Like Barack Obama, Brazil's president rose to power from poverty and the political left. But during six years in office, he has ruled from the center, tapping Brazil's market strengths, earning him world respect. When the two men finally meet, it may be President Luiz Inácio Lula da Silva – or "Lula" – who teaches Mr. Obama a thing or two.
A series on Brazil running this week in The Christian Science Monitor shows this "sleeping giant" nation has become a bright-eyed go-getter, due in large part to Mr. da Silva's embrace of practical solutions that please global investors and also most Brazilians (his popularity ratings are very high).
In many areas, such as agriculture, social policy, and diplomacy, Brazil now serves as model to other countries, especially in Africa. Poor Brazilian families, for instance, are given welfare cash, but only if they keep their children in school – an innovative policy that unites politicians of the left and right.
Just last week, in a sign of Brazil's new clout, Mr. da Silva hosted a gathering of the world's largest economies and chastised the United States for its responsibility in the global financial crisis – which is hitting Brazil, too. But more than criticize, the former union leader and founder of the Workers Party also warned countries not to resort to trade protectionism in their reaction to the slowdown. (Obama wants to rewrite NAFTA.)
More than their common background, the two men share another thing: A former Harvard professor of Obama's, Brazilian-born Roberto Mangabeira Unger, is now chief strategist for da Silva.
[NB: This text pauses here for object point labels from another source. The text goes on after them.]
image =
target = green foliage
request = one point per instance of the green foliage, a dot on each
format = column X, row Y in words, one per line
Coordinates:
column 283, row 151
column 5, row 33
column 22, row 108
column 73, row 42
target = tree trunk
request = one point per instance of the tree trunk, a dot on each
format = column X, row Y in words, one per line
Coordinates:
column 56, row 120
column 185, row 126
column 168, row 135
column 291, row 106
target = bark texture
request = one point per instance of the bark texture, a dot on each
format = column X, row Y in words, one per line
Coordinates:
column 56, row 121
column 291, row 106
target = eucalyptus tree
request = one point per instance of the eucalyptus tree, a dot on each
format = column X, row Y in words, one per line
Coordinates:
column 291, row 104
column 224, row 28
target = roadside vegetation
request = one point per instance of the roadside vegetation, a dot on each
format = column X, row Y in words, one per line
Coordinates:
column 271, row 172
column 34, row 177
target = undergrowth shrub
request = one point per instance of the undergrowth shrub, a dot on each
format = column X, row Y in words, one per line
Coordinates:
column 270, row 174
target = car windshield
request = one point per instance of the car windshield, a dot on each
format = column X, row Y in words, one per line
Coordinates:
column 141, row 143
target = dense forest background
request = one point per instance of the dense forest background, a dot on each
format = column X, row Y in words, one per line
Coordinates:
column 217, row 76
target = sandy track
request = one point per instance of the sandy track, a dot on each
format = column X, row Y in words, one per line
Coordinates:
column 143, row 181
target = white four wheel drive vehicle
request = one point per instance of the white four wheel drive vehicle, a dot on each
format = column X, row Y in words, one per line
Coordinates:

A philosopher, he has kept in touch with Obama and could serve as a link in what could be a powerful partnership for the Western Hemisphere.
For now, Brazil is doing well as a regional leader. While da Silva still often speaks the leftist jargon of Venezuela's Hugo Chávez, his actions show a will to lead the region with market-driven solutions and to forge a geopolitics that doesn't tweak the Yankee nose.
While the country is still beset with corruption and poverty, Brazil has built a big middle class. And with newly discovered oil wealth, da Silva further gains the stature to lead Latin America. He's been able to send peacekeeping troops to Haiti, calm the threat of war between Colombia and Venezuela, and deal with a crisis in next-door Bolivia.
Most of all, after building up Brazil's economy, he now sees a role as crafter of a new world economic order. With a landmass the size of the US and nearly 200 million people, Brazil is a global leader in many industries and farm products, including biofuels. It finally deserves a world debut after decades of an uncertain future.
Brazil knows, however, that its newfound respect is on the line as it tries to get a handle on the loss of its Amazon forest, which is critical to stopping climate change. But true to Brazilian pragmatism, many forest communities are being paid to guard against deforestation.
If da Silva can keep a healthy nationalism, he'll find a partner in Obama on issues from energy to security. The former union leader and the former community organizer both know how to negotiate a deal for the sake of the common good.
Like da Silva and Obama, the US and Brazil have too much in common not to share regional and global leadership.